Step-by-Step Explanation:

Melt the DataFrame:
- We start by transforming the df_posts DataFrame into a “long format” where each type of text (captions, OCR text, transcriptions) is represented as a separate row.
- This is achieved using the pd.melt() function, where:
  - id_vars=['id'] indicates that the id column should remain unchanged.
  - value_vars=['body', 'ocr_text', 'transcription_text'] are the columns we want to melt, each representing a different type of text.
  - var_name='Text Type' assigns a name to the new column that identifies the type of text.
  - value_name='Text' names the column containing the text values.

# Melt the dataframe
df_long = pd.melt(df_posts, id_vars=['id'],
                  value_vars=['body', 'ocr_text', 'transcription_text'],
                  var_name='Text Type',
                  value_name='Text')

Map Text Types to Descriptive Names:

We map the values in the 'Text Type' column to more descriptive names for clarity:
- 'body' becomes 'Caption'
- 'ocr_text' becomes 'OCR'
- 'transcription_text' becomes 'Transcription'

# Map the Text Type to more descriptive names
df_long['Text Type'] = df_long['Text Type'].map({
    'body': 'Caption',
    'ocr_text': 'OCR',
    'transcription_text': 'Transcription'
})

Add Image File References:

We create a new column named 'Image' that contains the name of the image file associated with each post. This is useful for linking text data to the corresponding images.

Important

The line below works with the original Zeeschuimer import notebook, where we only download one image per post. When using the updated version with gallery posts we need to use the column 'media_filename'. We need to add the column to id_vars in line 30.

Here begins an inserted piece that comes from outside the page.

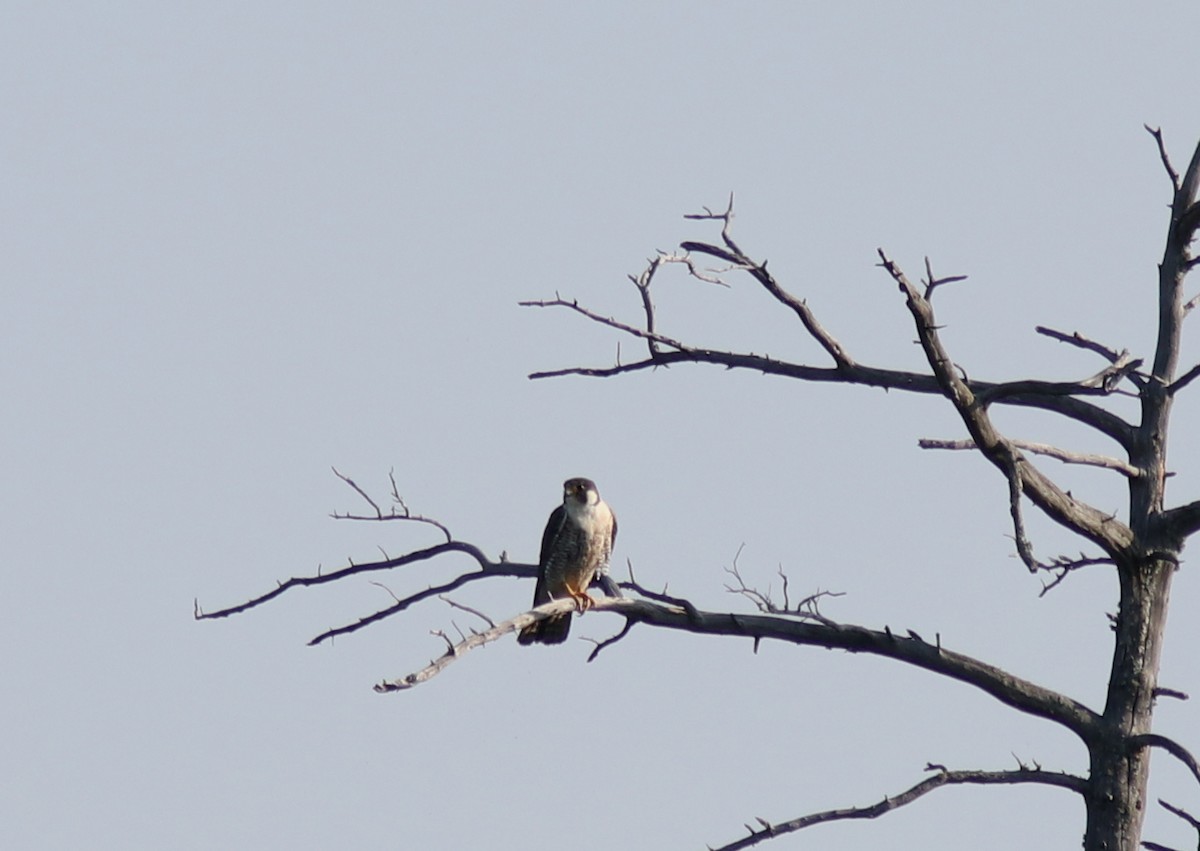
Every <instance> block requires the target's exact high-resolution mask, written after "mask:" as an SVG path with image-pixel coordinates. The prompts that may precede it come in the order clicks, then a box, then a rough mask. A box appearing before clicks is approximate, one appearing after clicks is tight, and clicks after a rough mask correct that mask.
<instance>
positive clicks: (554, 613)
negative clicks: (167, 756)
mask: <svg viewBox="0 0 1200 851" xmlns="http://www.w3.org/2000/svg"><path fill="white" fill-rule="evenodd" d="M623 586H624V587H634V588H635V589H636V591H638V593H643V594H646V595H648V597H654V598H658V599H635V598H628V597H623V598H601V599H596V600H595V603H594V605H593V606H592V609H590V610H589V613H588V616H590V613H592V612H605V611H611V612H616V613H617V615H620V616H622V617H624V618H626V619H629V621H632V622H635V623H644V624H647V625H649V627H658V628H662V629H676V630H683V631H688V633H695V634H700V635H730V636H743V637H748V639H754V640H756V641H761V640H775V641H782V642H786V643H792V645H803V646H811V647H824V648H828V649H844V651H848V652H851V653H870V654H874V655H880V657H887V658H889V659H895V660H896V661H901V663H905V664H908V665H913V666H914V667H920V669H924V670H926V671H931V672H934V673H938V675H941V676H946V677H949V678H952V679H958V681H960V682H964V683H967V684H968V685H974V687H976V688H978V689H980V690H983V691H984V693H986V694H989V695H991V696H992V697H995V699H996V700H998V701H1000V702H1002V703H1004V705H1006V706H1010V707H1013V708H1015V709H1018V711H1020V712H1025V713H1028V714H1031V715H1034V717H1037V718H1044V719H1046V720H1050V721H1054V723H1056V724H1060V725H1062V726H1063V727H1066V729H1067V730H1070V731H1072V732H1074V733H1075V735H1078V736H1079V737H1080V738H1082V739H1085V741H1087V739H1088V738H1091V737H1092V736H1093V735H1096V730H1097V726H1098V723H1099V715H1098V714H1097V713H1096V712H1093V711H1092V709H1090V708H1087V707H1086V706H1084V705H1082V703H1080V702H1079V701H1075V700H1072V699H1070V697H1067V696H1066V695H1062V694H1060V693H1057V691H1054V690H1051V689H1046V688H1044V687H1040V685H1037V684H1034V683H1031V682H1028V681H1025V679H1021V678H1019V677H1015V676H1013V675H1012V673H1008V672H1007V671H1003V670H1001V669H998V667H995V666H994V665H989V664H986V663H983V661H979V660H978V659H973V658H971V657H967V655H964V654H961V653H955V652H953V651H948V649H946V648H944V647H943V646H942V645H941V642H938V643H937V645H931V643H928V642H925V641H922V640H920V639H917V637H908V639H900V637H896V636H895V635H893V634H892V633H890V631H889V630H883V631H878V630H871V629H866V628H865V627H857V625H853V624H840V623H839V624H834V623H829V624H826V623H811V622H808V621H798V619H796V618H792V617H782V616H778V615H738V613H733V612H707V611H702V610H698V609H696V607H695V606H694V605H692V604H691V603H690V601H688V600H682V599H679V598H672V597H668V595H666V594H653V593H652V592H647V591H646V589H642V588H638V587H637V586H636V583H632V582H629V583H623ZM659 600H664V601H659ZM666 600H670V603H667V601H666ZM572 605H574V603H572V601H571V600H554V601H553V603H548V604H546V605H544V606H539V607H538V609H534V610H532V611H529V612H523V613H522V615H517V616H516V617H514V618H510V619H508V621H504V622H502V623H498V624H497V625H496V627H494V628H492V629H488V630H486V631H484V633H480V634H478V635H473V636H470V637H469V639H467V640H466V642H460V643H458V645H456V646H455V648H454V652H452V653H448V654H446V655H445V657H443V658H440V659H438V660H436V661H434V663H431V664H430V666H427V667H426V669H422V671H418V672H416V673H413V675H409V676H407V677H401V678H398V679H395V681H389V682H388V683H384V684H383V687H382V690H396V689H404V688H409V687H410V685H414V684H416V683H419V682H425V681H426V679H428V678H430V677H433V676H436V675H437V673H439V672H440V671H442V670H443V669H445V667H446V666H448V665H450V664H451V663H452V661H454V660H455V659H457V658H460V657H461V655H463V654H464V653H466V652H468V651H470V649H473V648H474V647H479V646H481V645H485V643H488V642H491V641H496V640H497V639H499V637H502V636H503V635H504V634H506V633H511V631H514V630H516V629H521V628H522V627H524V625H527V624H529V623H533V622H534V621H538V619H541V618H545V617H550V616H552V615H556V613H560V612H565V611H571V610H572ZM413 677H415V678H416V679H413Z"/></svg>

df_long['Image'] = df_long['id'].apply(lambda x: f'{x}.jpg')

Rename Columns for Clarity:

We rename the 'id' column to 'Identifier' for a clearer understanding of what this column represents.

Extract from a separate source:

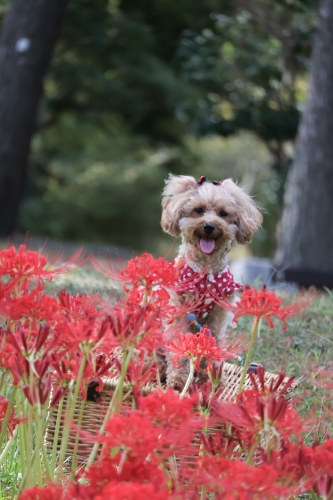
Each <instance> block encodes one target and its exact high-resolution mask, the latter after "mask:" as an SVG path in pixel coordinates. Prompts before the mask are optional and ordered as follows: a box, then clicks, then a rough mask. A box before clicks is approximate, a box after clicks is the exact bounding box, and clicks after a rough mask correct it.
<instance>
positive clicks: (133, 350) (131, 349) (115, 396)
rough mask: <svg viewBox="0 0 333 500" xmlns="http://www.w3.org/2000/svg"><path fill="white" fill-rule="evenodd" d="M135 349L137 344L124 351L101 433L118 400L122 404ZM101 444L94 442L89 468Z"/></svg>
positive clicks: (101, 427) (90, 459)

df_long.rename(columns={'id': 'Identifier'}, inplace=True)

Add Post Type Column:

We add a new column called 'Post Type' and set it to 'Post' for every row. This can be helpful if you later want to differentiate between different types of content (e.g., posts vs. stories). The Preprocessing Notebook on GitHub shows how to process Posts and Stories, there we apply OCR and Whisper twice, once for the posts dataset, once for the stories. Thereafter we combine the datasets, the 'Post Type' column then helps during the analysis stage (i.e. we might want to compare posts to stories).

df_long['Post Type'] = 'Post'

To make sure our “Text Master” table only contains meaningful entries, we need to filter out any rows where the text is missing or empty. This is done by keeping only rows that contain valid strings in the 'Text' column.